Çevrenizde ya da yakın akrabalarınızda mutlaka bir “Alzheimer” hastası görmüşsünüzdür. Hastalığın en erken ve en yaygın belirtisi “ unutmak” tır. Hele hastalık öncesi yani sağlıklıyken, yakından tanıdığınız birinin, bu hastalığa yakalandığını öğrendiğinizde, onda gördükleriniz sizi şoka sokabilir! O yüzden bu tür hastaların yakınlarına da rehberlik etmek ve destek olmak gerektiğini söylüyor bilim insanları. Çünkü ona baktığınızda; gözlerindeki o çocuksu çaresiz bakışı, boşlukta ve karanlıkta kalmış gibi korkmuş duruşu ve hafıza boşluğundaki kaybolmuşluğu görebilirsiniz. Bu halleriyle size adeta;

“ Her şeyi unutuyorum, isimleri, yerleri, tarihleri, kim olduğumu ve bazen senin kim olduğunu da unutuyorum. Bunun için bana kızma! Ben unutsam da, sen beni unutma! Sakın ellerimi bırakma! Ben bazen kaybolmuş bir çocuk gibi korkuyorum! Rehberliğin olmazsa, kaybolabilirim. Eskiden kendi bakımımı yapabiliyordum. Şimdi sadece senin yardımınla yapıyorum. Ocağın üstünde yemeği unutuyorum. Hatta yaşadığım evde odaları karıştırıyorum. O yüzden beni yabancı yerlere terketme. Kolayca öğrenemiyorum.

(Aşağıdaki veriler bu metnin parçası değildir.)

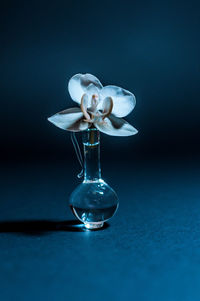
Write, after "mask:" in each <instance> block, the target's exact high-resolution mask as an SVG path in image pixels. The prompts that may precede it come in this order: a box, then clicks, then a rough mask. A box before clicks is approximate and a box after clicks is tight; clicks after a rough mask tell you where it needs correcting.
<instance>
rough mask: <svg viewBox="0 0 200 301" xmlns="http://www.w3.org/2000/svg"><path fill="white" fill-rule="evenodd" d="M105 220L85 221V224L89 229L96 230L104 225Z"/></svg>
mask: <svg viewBox="0 0 200 301" xmlns="http://www.w3.org/2000/svg"><path fill="white" fill-rule="evenodd" d="M103 224H104V222H99V223H84V226H85V228H86V229H88V230H96V229H100V228H102V227H103Z"/></svg>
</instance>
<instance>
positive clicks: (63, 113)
mask: <svg viewBox="0 0 200 301" xmlns="http://www.w3.org/2000/svg"><path fill="white" fill-rule="evenodd" d="M68 89H69V93H70V96H71V98H72V99H73V100H74V101H75V102H77V103H79V104H80V108H71V109H67V110H64V111H62V112H59V113H57V114H55V115H53V116H51V117H50V118H49V119H48V120H49V121H50V122H51V123H53V124H54V125H56V126H58V127H60V128H62V129H64V130H69V131H83V130H86V129H87V128H89V127H90V126H91V125H93V126H94V127H96V128H97V129H98V130H100V131H101V132H103V133H105V134H108V135H111V136H130V135H134V134H136V133H137V130H136V129H135V128H134V127H132V126H131V125H130V124H129V123H127V122H126V121H125V120H123V119H121V118H119V117H124V116H126V115H128V114H129V113H130V112H131V111H132V110H133V108H134V107H135V103H136V100H135V96H134V95H133V94H132V93H131V92H129V91H127V90H125V89H122V88H119V87H117V86H112V85H110V86H105V87H103V86H102V84H101V82H100V81H99V80H98V79H97V78H96V77H95V76H93V75H91V74H76V75H74V76H73V77H72V78H71V79H70V81H69V84H68Z"/></svg>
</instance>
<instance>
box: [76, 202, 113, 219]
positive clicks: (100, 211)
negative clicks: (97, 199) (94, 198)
mask: <svg viewBox="0 0 200 301" xmlns="http://www.w3.org/2000/svg"><path fill="white" fill-rule="evenodd" d="M70 208H71V210H72V212H73V214H74V215H75V216H76V217H77V218H78V219H79V220H81V221H82V222H83V223H98V222H105V221H106V220H108V219H110V218H111V217H112V216H113V215H114V214H115V212H116V210H117V208H118V205H117V204H116V205H114V206H110V207H106V208H100V209H97V208H79V207H76V206H72V205H71V206H70Z"/></svg>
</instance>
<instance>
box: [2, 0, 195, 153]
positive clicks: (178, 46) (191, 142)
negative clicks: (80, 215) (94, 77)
mask: <svg viewBox="0 0 200 301" xmlns="http://www.w3.org/2000/svg"><path fill="white" fill-rule="evenodd" d="M199 19H200V18H199V4H198V1H120V2H114V1H101V2H96V1H17V2H16V1H13V2H12V1H4V3H3V4H2V5H1V23H2V26H1V33H2V34H1V81H0V83H1V89H0V90H1V112H2V114H1V124H2V125H1V126H2V128H3V131H2V132H1V134H2V146H1V151H2V152H4V155H5V156H8V155H9V154H10V153H11V157H12V158H13V155H14V154H13V150H14V153H15V154H17V156H19V155H20V156H21V157H23V158H24V156H30V157H36V156H42V157H43V155H44V153H45V156H47V155H49V156H54V155H55V153H56V154H57V155H59V156H61V155H63V156H65V155H66V153H67V152H69V153H71V146H70V147H66V139H68V137H69V135H68V134H66V133H64V132H62V131H58V129H57V128H53V127H52V126H51V125H50V124H48V123H47V122H46V118H47V117H48V116H50V115H52V114H53V113H55V112H57V111H59V110H61V109H64V108H67V107H70V106H73V105H75V104H74V103H73V102H72V101H71V100H70V97H69V94H68V91H67V82H68V80H69V79H70V77H71V76H72V75H74V74H75V73H79V72H81V73H85V72H90V73H92V74H95V75H96V76H97V77H98V78H99V79H100V80H101V81H102V83H103V84H106V85H107V84H115V85H118V86H121V87H124V88H126V89H128V90H130V91H132V92H133V93H135V95H136V98H137V106H136V108H135V110H134V112H133V113H132V114H131V115H130V116H128V118H127V119H128V120H129V121H130V122H131V123H132V124H133V125H134V126H135V127H136V128H137V129H138V130H139V132H140V134H139V135H138V136H135V137H131V138H125V139H118V138H112V139H110V138H109V139H107V138H105V139H106V141H107V142H106V146H107V144H108V149H109V148H110V146H112V145H113V143H116V145H118V146H119V145H121V144H122V143H127V142H128V144H129V146H130V147H129V150H130V154H131V155H132V153H133V152H134V153H139V154H140V155H141V154H143V153H145V156H146V155H147V153H148V155H149V154H150V153H152V154H155V155H156V156H158V155H159V154H161V153H162V154H166V155H169V154H171V155H173V154H176V155H178V156H180V155H182V154H185V153H186V154H187V153H189V154H190V155H191V154H194V152H195V153H196V154H198V153H199V150H200V149H199V139H198V137H199V123H200V122H199V109H200V102H199V97H200V86H199V67H200V59H199V52H200V41H199V23H200V21H199ZM110 141H111V142H110ZM107 151H108V150H107ZM111 151H112V150H111ZM125 154H126V156H127V150H126V151H125ZM9 159H10V158H9Z"/></svg>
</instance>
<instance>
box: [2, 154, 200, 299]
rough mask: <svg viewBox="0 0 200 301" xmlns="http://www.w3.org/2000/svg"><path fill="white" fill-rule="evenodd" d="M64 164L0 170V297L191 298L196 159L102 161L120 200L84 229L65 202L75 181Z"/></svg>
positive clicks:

Biliyorum kalbini kırıyorum. Agresif, şüpheci ve kötü biri gibi davranıyorum. Bir yere koyduğum şeyi unutuyorum. Aradığım hiç bir şeyi bulamıyorum. Bunun için de seni suçluyorum! Bazen büyük karanlık bir boşluğum oluyor. O zaman geçmişe dönüyorum. Çok, ama çok korkuyorum. Beni bırakma! Unutursam, unutma! “ diyorlar.

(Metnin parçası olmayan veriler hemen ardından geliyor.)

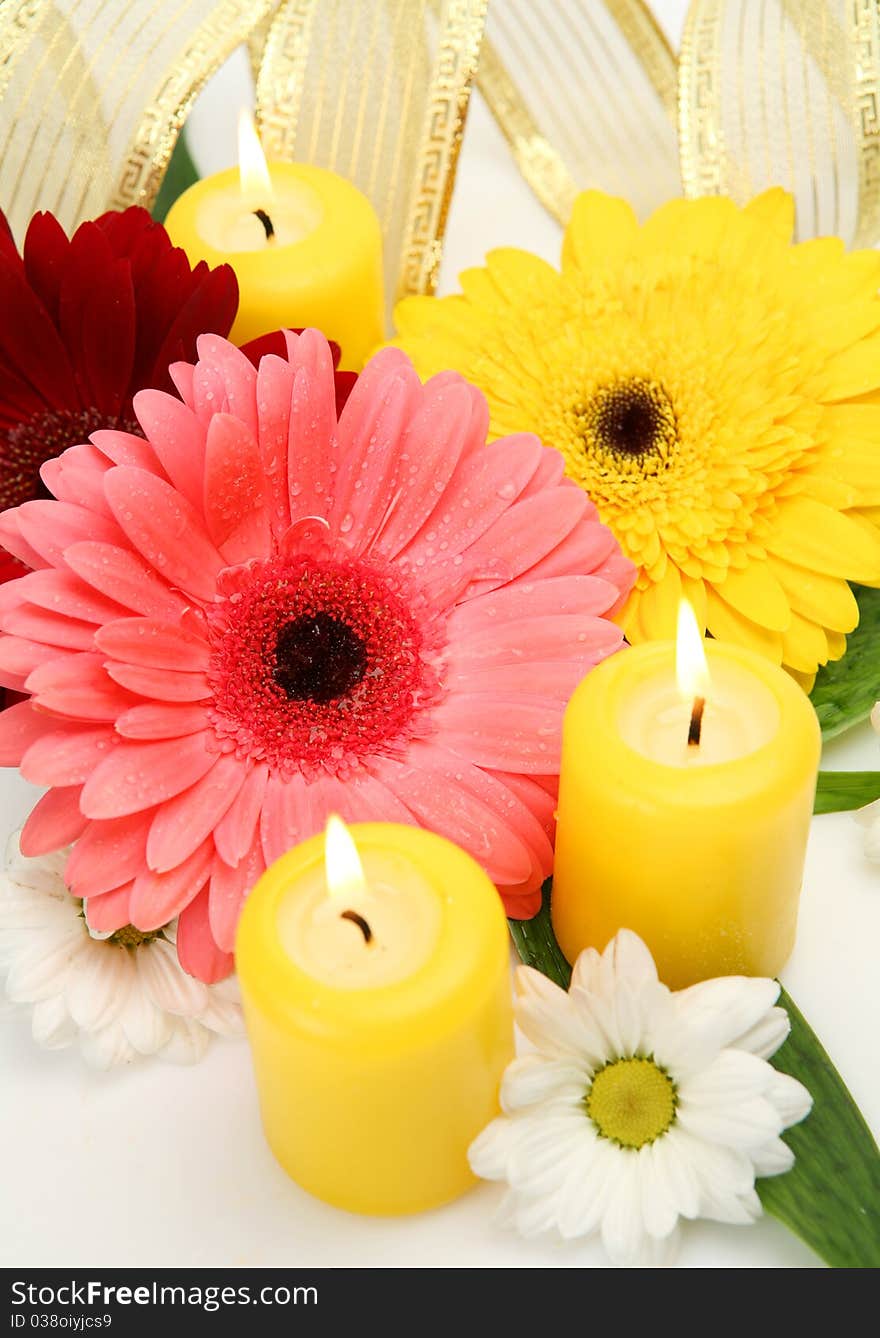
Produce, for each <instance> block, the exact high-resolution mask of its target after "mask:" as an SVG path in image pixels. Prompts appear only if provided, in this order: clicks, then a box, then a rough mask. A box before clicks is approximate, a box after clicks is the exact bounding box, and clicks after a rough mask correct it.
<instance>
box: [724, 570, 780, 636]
mask: <svg viewBox="0 0 880 1338" xmlns="http://www.w3.org/2000/svg"><path fill="white" fill-rule="evenodd" d="M716 590H717V593H718V594H720V595H721V598H722V599H724V601H725V602H726V603H729V605H732V606H733V607H734V609H736V610H737V611H738V613H741V614H744V617H746V618H750V619H752V622H757V624H760V626H762V628H768V629H769V630H770V632H785V629H786V628H788V625H789V621H790V618H792V609H790V605H789V601H788V597H786V594H785V590H784V589H782V586H781V585H780V582H778V581H777V579H776V577H774V575H773V569H772V566H770V563H769V562H750V563H749V565H748V566H746V567H742V569H741V570H738V571H737V570H734V569H733V567H730V570H729V571H728V577H726V579H725V581H722V582H721V583H720V585H717V586H716Z"/></svg>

Bunu belki ifade edemiyorlar ama, onları izlediğinizde, gerçekten anlamaya çalıştığınızda siz de göreceksiniz. Tam olarak yukarıdaki cümleleri söylüyorlar beden dilleriyle! Tıpkı henüz konuşamayan, ihtiyaçlarını söyleyemeyen bir bebeğin ağlamasından; acıkıp acıkmadığını, altını kirletip kirletmediğini, uykusunun gelip gelmediğini anlamanız gibi... Zor değil mi? Sadece hasta için değil, hasta yakını için de zor bir durum!

Ama bu zorluklarda bize yardım edecek nörologlar, gerontologlar, psikologlar olmalı! Kurumsal, planlı ve eşgüdümlü bir çalışmayla mucizeler yaratılabilir! “Mucizelere inanmam” demeyin sakın! Hayat mucizelerle doludur.

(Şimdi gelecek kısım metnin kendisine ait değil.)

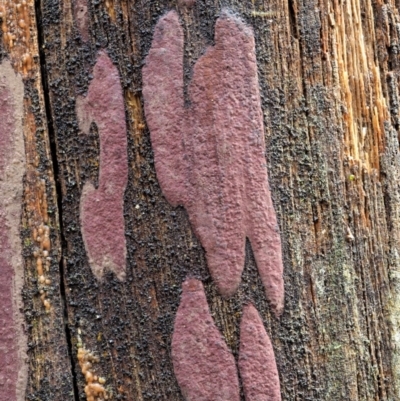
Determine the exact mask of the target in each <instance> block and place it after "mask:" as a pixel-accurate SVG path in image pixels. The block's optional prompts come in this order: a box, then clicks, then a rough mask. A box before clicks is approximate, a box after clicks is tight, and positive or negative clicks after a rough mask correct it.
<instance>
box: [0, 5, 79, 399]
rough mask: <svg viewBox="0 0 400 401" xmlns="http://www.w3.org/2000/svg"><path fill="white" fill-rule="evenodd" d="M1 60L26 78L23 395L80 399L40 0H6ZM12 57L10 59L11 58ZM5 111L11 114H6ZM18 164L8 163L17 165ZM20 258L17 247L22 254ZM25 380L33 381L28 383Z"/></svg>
mask: <svg viewBox="0 0 400 401" xmlns="http://www.w3.org/2000/svg"><path fill="white" fill-rule="evenodd" d="M0 13H1V27H2V40H1V46H0V49H1V61H2V62H3V63H8V62H9V61H10V62H11V65H12V66H13V68H14V71H15V73H17V74H18V75H19V77H20V79H21V78H22V80H23V86H24V87H23V104H22V113H21V114H22V115H20V118H22V129H23V136H24V142H25V143H24V146H25V165H23V166H19V168H20V169H21V168H22V169H23V171H20V173H21V175H23V196H22V198H21V199H18V201H19V202H21V203H22V215H21V213H19V214H20V216H19V218H18V219H16V220H17V221H16V223H15V224H17V231H19V236H20V238H21V241H22V243H21V246H22V255H20V256H22V257H23V265H22V266H21V267H20V268H21V269H23V275H22V280H23V283H22V284H23V288H22V293H21V287H22V286H21V285H16V286H15V287H14V288H16V289H17V290H18V294H15V295H17V296H18V297H22V299H23V309H22V308H21V305H18V307H19V308H20V310H22V312H23V313H24V315H25V324H24V326H23V330H24V331H25V334H26V335H27V340H26V341H27V343H26V344H24V345H22V344H21V345H20V350H19V351H20V352H23V349H24V347H25V348H26V349H27V356H28V361H27V363H28V372H27V375H28V377H27V385H26V383H25V386H24V388H23V389H20V390H21V391H20V393H19V394H18V398H9V399H10V400H11V399H18V400H25V399H27V400H39V399H40V400H55V399H62V400H73V399H74V395H73V382H72V372H71V363H70V357H69V355H68V344H67V338H66V334H65V326H64V307H63V302H62V297H61V290H60V284H61V281H60V270H59V261H60V258H61V252H60V231H59V222H58V211H57V196H56V189H55V182H54V176H53V167H52V156H51V152H50V141H49V135H48V127H47V118H46V110H45V102H44V91H43V86H42V79H41V63H40V57H39V47H38V30H37V25H36V15H35V5H34V2H33V1H21V2H14V1H8V0H1V1H0ZM6 59H7V60H9V61H6ZM2 118H4V117H3V116H2ZM10 167H11V166H8V168H10ZM15 257H16V258H18V255H15ZM25 387H26V388H25Z"/></svg>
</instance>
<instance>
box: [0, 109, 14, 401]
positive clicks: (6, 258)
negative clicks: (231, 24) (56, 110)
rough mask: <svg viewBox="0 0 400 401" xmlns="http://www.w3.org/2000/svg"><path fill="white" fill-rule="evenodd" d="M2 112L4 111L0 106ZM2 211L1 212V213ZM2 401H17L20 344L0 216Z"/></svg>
mask: <svg viewBox="0 0 400 401" xmlns="http://www.w3.org/2000/svg"><path fill="white" fill-rule="evenodd" d="M0 110H2V108H1V106H0ZM1 212H2V211H1V210H0V213H1ZM0 226H1V229H0V270H1V275H2V276H1V277H2V279H1V280H0V305H1V308H0V336H1V347H0V400H1V401H14V400H16V383H17V380H18V359H17V355H18V348H17V346H18V344H17V342H16V341H15V322H14V305H13V303H14V302H13V288H12V287H13V278H14V269H13V266H12V265H11V263H10V260H9V255H10V252H9V248H10V243H9V240H8V233H7V229H4V228H6V227H7V224H6V221H5V218H4V217H3V216H1V215H0Z"/></svg>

Antalya ‘ da ve Türkiye genelinde, bu tür hastalar ve hasta olmayan yaşlılar için de “sağlıklı yaşlanma” yı programlayan “ Akdeniz Üniversitesi Gerontoloji Bölüm Başkanı Prof.Dr. İsmail Tufan hoca ve ekibi; bu mucizeyi gerçekleştiren çok özel insanlardır. Tabii hocanın yetiştirdiği öğrenciler de öyle. Ayrıca İsmail hocanın 50 yaş ve üstü için açtığı “Tazelenme Üniversitesi”, pandemi ortamında da dersleri, VTV televizyonunda Çarşamba ve Cuma günleri saat 15.00’ te, dersi kaçıranlar için de, Cumartesi ve Pazar günleri saat 13.00’ te veriyor! Antalya’ da yaşayanlar olarak, o yüzden çok, ama çok şanslıyız. Teşekkürler hocam, iyi ki varsınız!